Professor Mogens Christensen, Department of Chemistry and iNANO
Detector for electron backscattering diffraction, DKK 980,000
The aim of the project is to bring about a paradigm shift in material science and expand the understanding of materials. The Electron Backscattering Diffraction (EBSD) detector is uniquely capable of obtaining local information on the nanoscale about atomic structure, size and shape plus the crystallographic orientation also known as texture. For centuries is has been known that atomic structure is driving materials properties, in the late 20th century nanoscience became the focus with bottom-up synthesis. The EBSD will give us the ability to take the next step and investigate materials where the crystallographic orientation on the microscale has been manipulated to improve the properties.
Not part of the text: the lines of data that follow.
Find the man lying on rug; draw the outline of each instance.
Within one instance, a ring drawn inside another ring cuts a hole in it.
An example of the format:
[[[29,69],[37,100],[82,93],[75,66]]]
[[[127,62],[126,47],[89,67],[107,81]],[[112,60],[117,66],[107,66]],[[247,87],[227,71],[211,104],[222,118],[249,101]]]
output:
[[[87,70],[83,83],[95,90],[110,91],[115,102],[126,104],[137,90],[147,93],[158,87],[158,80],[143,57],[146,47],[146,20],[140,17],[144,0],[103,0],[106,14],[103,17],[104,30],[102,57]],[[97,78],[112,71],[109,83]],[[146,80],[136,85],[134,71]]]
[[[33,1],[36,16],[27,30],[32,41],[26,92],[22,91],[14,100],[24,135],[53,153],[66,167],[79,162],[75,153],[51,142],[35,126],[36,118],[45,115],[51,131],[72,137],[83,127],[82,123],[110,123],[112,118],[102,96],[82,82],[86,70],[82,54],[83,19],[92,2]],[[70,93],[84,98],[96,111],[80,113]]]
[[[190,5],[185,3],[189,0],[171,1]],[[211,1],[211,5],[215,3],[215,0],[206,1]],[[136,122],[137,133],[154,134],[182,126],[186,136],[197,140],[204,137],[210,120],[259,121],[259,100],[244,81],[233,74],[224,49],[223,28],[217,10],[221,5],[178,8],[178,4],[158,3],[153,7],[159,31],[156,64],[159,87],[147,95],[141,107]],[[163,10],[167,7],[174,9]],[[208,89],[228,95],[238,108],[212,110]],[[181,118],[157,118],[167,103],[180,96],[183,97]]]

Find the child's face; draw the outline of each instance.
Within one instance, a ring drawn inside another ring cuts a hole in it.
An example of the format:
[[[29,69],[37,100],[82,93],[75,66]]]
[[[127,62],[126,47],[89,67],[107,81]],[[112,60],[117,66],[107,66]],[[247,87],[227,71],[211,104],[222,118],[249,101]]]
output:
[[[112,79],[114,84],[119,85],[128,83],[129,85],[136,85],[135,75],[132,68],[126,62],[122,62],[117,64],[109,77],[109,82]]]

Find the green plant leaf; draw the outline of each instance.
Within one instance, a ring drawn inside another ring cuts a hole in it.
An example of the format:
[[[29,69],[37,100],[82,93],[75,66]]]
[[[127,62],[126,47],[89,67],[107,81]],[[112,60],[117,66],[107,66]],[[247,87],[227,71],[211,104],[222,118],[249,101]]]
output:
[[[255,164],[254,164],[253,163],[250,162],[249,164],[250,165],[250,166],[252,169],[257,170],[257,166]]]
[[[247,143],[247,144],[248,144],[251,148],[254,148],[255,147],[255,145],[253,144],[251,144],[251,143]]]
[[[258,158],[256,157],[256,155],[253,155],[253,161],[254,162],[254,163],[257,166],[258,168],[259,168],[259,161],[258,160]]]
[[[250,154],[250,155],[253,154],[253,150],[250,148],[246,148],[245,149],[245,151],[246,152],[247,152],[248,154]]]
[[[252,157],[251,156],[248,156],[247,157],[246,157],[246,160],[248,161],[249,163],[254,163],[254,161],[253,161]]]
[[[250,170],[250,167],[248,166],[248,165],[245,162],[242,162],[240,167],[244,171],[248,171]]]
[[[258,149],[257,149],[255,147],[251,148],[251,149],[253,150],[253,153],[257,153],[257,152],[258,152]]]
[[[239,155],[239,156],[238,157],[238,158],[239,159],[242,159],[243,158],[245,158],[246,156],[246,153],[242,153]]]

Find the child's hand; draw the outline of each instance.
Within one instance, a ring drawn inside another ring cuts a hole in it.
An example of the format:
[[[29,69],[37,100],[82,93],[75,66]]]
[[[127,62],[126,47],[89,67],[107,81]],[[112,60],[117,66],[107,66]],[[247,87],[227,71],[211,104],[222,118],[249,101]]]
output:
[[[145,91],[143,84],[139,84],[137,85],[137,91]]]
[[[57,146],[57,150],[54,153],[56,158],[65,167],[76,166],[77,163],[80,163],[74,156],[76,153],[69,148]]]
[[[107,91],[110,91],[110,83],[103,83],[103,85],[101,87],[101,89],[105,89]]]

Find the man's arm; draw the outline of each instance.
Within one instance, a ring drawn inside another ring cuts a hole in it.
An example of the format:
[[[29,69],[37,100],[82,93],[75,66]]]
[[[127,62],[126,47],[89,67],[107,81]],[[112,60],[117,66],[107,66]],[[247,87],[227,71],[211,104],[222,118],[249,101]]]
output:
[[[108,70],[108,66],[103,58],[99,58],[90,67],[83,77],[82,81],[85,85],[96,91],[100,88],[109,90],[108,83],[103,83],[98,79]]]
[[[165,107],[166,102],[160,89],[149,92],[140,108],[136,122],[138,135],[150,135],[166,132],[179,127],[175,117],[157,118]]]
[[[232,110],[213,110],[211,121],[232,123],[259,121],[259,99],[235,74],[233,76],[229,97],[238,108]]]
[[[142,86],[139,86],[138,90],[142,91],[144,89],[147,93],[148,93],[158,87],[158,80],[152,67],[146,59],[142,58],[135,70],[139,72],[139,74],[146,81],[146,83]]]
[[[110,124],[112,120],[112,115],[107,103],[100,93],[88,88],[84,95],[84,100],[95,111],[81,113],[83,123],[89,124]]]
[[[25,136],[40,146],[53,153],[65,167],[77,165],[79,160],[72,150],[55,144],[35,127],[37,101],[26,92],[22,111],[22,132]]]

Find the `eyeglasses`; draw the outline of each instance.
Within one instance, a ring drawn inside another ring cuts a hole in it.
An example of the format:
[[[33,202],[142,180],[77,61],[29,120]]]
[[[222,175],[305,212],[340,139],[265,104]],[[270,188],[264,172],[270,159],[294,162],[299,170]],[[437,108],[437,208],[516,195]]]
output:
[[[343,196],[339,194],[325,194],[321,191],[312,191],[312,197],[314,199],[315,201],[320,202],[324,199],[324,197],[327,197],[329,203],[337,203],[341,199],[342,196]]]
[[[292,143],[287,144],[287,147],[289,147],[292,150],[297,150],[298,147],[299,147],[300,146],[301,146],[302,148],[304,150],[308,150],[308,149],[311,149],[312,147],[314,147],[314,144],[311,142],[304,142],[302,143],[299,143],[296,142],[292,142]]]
The textbook example, where the atomic-, nano-, and microscale is paramount is in magnets.
Professor Poul Nissen, Department of Molecular Biology and Genetics and iNANO
Mass photometry for structural studies of complex biomolecular assemblies, DKK 1,329,070
Biomolecules control and catalyze the processes in life and make up tissues. We visualize the complex, dynamic structures of biomolecules at the atomic level with the aim of understanding mechanisms of e.g. enzymes, biochemical pathways, mutations and drugs. Using mass photometry, we can obtain important insight into the heterogenous properties of biomolecules by studying them one by one using a minimal, label-free sample. Mass photometry is optimal for screening precious samples prior to structural studies, and provides also critical information into the interpretation of functional data. Acquiring a new generation mass photometry instrument, we will support basic and applied research in molecular and cell biology, physiology, and biotechnology leading also to spin-out activties.